Part of 1. Questions to the First Minister – in the Senedd at 2:07 pm on 22 September 2020.
Llywydd, I see the question swerved to something completely different at the end of it. No international law has been broken. No law of any sort has been broken, because there is no proposal of any sort that would lead to that eventuality. When I criticise the UK Government for its deliberate intention to breach international law, I'm not just doing that by myself. I commend the Member to read Theresa May's speech in the House of Commons yesterday, a speech in which she said that the UK Government are putting the integrity of the United Kingdom at risk—a speech in which she said that this is a Conservative Government willing to go back on its word, to break an international agreement signed in good faith and to break international law. That's not me—that's the previous Conservative Prime Minister of this country, supported by the two previous Conservative Prime Ministers in their turn. This is not some idiosyncratic view of the Welsh Government; it's a view widely shared in the party that has proposed it.
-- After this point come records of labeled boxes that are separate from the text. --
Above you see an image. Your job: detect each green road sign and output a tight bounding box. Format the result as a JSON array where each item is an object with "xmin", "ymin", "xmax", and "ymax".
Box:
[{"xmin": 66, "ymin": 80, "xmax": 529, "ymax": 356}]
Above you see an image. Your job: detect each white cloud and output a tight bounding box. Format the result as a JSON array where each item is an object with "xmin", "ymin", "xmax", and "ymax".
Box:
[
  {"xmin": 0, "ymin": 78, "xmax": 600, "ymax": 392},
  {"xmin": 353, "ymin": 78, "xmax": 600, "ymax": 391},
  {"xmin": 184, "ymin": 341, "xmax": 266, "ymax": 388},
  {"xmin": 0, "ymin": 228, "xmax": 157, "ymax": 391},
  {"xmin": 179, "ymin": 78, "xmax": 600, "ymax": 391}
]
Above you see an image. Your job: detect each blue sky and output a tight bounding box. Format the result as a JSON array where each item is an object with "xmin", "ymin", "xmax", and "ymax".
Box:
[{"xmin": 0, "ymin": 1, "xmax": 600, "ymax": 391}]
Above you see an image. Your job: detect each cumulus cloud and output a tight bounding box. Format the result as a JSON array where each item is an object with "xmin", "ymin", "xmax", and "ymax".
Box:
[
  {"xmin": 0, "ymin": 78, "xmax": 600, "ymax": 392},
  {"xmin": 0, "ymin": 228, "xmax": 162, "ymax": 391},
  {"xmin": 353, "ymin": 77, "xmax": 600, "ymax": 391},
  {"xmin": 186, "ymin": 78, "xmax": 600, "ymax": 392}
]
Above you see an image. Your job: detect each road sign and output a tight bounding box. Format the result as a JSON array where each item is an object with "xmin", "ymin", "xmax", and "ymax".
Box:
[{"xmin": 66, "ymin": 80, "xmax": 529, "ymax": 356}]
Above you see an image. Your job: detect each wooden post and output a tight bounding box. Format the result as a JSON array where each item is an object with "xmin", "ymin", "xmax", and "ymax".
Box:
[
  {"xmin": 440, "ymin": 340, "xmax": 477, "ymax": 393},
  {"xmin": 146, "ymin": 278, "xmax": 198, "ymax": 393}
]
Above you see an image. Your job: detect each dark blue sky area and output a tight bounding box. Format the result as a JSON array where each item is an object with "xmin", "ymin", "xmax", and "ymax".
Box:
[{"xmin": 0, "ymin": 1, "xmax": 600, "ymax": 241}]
As to the shielding population, I note again what he says about Sweden. In Sweden, 10 times more people have died than in Norway, its immediate neighbour. Imagine—imagine the situation here: imagine what the Member would be saying to me if Wales had pursued a policy that led to 10 times the number of citizens in Wales dying compared to the number across our border. Would he be standing up here advocating it then? Of course he wouldn't be.